Galperin’s office released a previous report in 2019 that estimated the average cost of building one unit of Prop. HHH housing at $507,000 per unit. Costs have only increased in the next two years with per unit cost averaging $530,000 in 2020 and mushrooming to almost $600,000 per unit in 2021.
“Although Los Angeles has made some progress with Proposition HHH, it hasn’t been enough. The costs are too high and the pace is too slow to address the tragedy on our streets. If the City doesn’t learn from its mistakes, it risks repeating them. Angelenos, sheltered and unsheltered, cannot afford that to happen,” Galperin said in a statement.
The city has 65 supportive housing projects that are under construction with funding from Prop. HHH for a total of 4,300 units. Galperin’s estimates say that the average per unit cost is currently $596,000, with some projects at a low of $309,000 per unit but with some as high as an astounding $765,000 per unit. Of this total of 4,300 units under construction, the Controller’s estimate is that more than 14% of the 4,300 total projects cost more than $700,000 each.
There are an additional 27 Prop. HHH projects that are moving through the design stage that would create an additional 1,880 units of housing. Of those projects in the planning stages average a cost of $580,000 per unit, with the low end of $372,000 per unit and the high end rising to $837,000 per unit.
The Prop. HHH program is on track to provide a little over 8,000 units of brand new housing, only 7,000 of which would be supportive housing with a total of 125 projects.
It is Galperin’s recommendation that the City should pass additional measures to help make the process of approvals easier and to consider using funds from Prop. HHH to buy buildings that already exist to convert into permanent supportive housing, much like the Project Homekey program or build interim housing instead. Galperin repeated his recommendation that the City should think twice about projects that have stalled or that cost too much. City officials did not respond positively to Galperin when he first made this recommendation.
It is possible that officials might be able to maneuver Prop. HHH fund away from boondoggle projects but that doesn’t solve the overall problem with the price of construction in Los Angeles.
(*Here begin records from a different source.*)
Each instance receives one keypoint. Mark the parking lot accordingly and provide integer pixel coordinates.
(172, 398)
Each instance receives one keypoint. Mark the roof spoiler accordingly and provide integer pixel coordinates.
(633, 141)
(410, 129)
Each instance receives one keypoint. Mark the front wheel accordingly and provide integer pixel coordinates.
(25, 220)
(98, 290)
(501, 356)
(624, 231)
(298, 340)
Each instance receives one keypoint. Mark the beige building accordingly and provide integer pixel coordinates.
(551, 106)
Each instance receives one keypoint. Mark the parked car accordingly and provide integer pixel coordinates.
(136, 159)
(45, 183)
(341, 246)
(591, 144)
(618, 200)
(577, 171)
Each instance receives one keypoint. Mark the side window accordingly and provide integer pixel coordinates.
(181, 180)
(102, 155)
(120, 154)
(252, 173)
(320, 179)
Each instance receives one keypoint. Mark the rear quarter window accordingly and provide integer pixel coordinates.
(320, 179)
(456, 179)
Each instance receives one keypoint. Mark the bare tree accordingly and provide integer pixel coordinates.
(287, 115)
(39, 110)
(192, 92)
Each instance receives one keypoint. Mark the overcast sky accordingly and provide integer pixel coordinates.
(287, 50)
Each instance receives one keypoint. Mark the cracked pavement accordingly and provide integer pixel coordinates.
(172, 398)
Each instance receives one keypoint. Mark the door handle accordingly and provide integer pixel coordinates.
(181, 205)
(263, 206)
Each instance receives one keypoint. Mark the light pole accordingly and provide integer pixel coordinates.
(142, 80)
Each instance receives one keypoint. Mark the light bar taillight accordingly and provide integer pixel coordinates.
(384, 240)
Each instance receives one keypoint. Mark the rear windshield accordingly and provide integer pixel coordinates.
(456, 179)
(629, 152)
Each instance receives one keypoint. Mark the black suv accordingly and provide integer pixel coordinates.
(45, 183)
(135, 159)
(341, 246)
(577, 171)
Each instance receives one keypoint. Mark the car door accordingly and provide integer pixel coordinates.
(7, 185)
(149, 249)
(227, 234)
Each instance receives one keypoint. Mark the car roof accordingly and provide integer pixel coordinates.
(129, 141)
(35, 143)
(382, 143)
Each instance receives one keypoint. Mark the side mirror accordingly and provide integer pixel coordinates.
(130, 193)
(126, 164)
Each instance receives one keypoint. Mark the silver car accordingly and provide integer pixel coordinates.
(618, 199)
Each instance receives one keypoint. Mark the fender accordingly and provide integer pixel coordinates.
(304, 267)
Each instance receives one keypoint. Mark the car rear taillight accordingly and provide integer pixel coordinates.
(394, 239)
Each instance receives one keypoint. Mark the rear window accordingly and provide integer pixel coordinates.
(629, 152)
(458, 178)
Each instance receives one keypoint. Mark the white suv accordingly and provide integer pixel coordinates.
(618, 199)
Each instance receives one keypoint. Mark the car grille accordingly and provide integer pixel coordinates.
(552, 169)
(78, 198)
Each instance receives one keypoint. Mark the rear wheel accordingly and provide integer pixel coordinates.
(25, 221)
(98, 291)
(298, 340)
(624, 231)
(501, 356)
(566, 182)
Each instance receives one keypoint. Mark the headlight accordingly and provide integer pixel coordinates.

It’s not just supportive housing that is costly, all types of construction are being affected by rising prices in the Los Angeles area including infrastructure projects and market rate construction.
For example, Metro Los Angeles has a proposal on the table to split the Metro Gold Line extension or Eastline L into smaller stages because of rising prices that makes the line more expensive than the money that has been allocated to build it.
In fact, a report on construction costs in Los Angeles from the UC Riverside School of Business shows that the per unit cost average in Los Angeles for new housing is almost $580,000 for any type of construction project no matter who is building it. It speaks to the larger problem with the real estate market in the Los Angeles area which in turn has and continues to exacerbate the issue of homelessness.